White clover (Trifolium repens) can spread by its seeds and creeping stems. Clover tolerates close mowing so the best way to get rid of the plan is to mow your lawn higher. The taller grass will prevent sunlight from reaching the plant and promoting its growth. Pre-emergent herbicides tend to be most efficient weed killer for killing clover in lawns. Removing clover by hand is possible when it’s growing in small amounts, but like wood sorrel weed, it too can be challenging to eradicate in a mere season or two.
Oxalis vs Clover FAQs
Is clover the same as oxalis?
No, clover and oxalis are different types of plants. While both are perennials and largely regarded as weeds, clover is from the genus Trifolium and oxalis is the name of the large genus of wood sorrel plants. Yellow wood sorrel is the most common oxalis species while white clover and red clover are the two most common types of clover plants.

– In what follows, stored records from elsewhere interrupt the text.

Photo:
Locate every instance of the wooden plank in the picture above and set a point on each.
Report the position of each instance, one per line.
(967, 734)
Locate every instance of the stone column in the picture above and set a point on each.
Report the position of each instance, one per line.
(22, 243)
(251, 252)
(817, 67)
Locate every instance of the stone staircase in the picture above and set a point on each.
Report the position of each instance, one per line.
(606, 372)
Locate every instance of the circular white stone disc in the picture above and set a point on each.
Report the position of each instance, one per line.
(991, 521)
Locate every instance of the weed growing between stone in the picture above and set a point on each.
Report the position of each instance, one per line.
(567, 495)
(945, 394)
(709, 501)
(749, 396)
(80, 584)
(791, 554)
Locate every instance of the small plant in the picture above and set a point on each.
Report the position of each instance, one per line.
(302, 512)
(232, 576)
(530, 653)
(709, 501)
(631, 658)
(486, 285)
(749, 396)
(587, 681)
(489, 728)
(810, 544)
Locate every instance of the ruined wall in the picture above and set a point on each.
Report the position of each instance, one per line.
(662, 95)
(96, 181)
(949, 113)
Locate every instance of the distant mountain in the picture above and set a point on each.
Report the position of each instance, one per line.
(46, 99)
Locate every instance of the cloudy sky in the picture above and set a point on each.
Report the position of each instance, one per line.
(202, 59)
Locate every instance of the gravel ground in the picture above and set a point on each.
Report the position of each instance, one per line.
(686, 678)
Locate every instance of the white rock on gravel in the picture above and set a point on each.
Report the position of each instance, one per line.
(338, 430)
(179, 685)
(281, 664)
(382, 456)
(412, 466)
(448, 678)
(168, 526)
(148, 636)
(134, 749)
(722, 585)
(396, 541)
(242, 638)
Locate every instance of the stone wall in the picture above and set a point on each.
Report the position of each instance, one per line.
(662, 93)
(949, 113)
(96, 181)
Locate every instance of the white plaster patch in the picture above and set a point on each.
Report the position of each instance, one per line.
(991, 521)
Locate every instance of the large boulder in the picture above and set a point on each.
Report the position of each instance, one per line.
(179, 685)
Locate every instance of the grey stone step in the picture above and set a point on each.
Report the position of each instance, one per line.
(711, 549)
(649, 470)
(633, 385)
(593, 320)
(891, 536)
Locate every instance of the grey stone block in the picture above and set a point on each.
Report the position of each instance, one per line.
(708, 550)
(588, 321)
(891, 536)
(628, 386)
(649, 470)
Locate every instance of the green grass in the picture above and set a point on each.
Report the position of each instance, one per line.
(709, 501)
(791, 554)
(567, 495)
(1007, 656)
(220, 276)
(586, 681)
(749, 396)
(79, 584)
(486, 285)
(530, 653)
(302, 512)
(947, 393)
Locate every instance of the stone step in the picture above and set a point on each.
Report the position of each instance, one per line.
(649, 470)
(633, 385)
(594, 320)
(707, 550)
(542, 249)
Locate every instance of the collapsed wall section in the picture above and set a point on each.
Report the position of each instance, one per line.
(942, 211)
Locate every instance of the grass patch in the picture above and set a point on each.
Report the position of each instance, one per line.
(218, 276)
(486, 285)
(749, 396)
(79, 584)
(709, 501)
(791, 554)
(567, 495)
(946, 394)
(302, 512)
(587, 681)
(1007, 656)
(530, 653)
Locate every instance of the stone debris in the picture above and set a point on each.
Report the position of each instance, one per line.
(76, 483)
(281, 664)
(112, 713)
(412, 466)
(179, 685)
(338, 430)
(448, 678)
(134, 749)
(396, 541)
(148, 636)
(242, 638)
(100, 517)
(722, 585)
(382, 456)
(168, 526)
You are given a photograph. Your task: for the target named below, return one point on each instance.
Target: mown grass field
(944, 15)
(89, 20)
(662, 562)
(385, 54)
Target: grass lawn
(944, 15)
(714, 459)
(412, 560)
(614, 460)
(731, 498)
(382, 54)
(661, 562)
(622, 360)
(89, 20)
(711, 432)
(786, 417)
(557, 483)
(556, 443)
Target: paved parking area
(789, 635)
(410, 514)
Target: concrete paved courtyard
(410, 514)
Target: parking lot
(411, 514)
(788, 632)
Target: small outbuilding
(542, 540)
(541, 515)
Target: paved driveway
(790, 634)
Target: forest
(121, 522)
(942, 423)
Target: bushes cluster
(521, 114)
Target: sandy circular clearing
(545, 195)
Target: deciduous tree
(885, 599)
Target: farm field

Is oxalis in the clover family?
Oxalis is not a species member of the clover family. Wood sorrel plants are from the Oxalidaceae genus of plants. However, both plants can tenant the same yard and have similar bloom times in summer. A helpful way to tell the difference between yellow wood sorrel and clover is that wood worrel has heart-shaped leaves, and clover has oval-shaped leaves.
Is clover the same as shamrock?
Many plants are referred to as shamrocks, but clover most of all. A shamrock refers to a plant, usually clover, with four leaves instead of the typical three. The fourth leaf is a mutation that occurs in roughly one out of 10,000 clover plants.
Is an oxalis a shamrock?
Oxalis weed or wood sorrel is sometimes called false shamrock, but like clover shamrocks, it, too, may produce a fourth leaflet as an anomaly.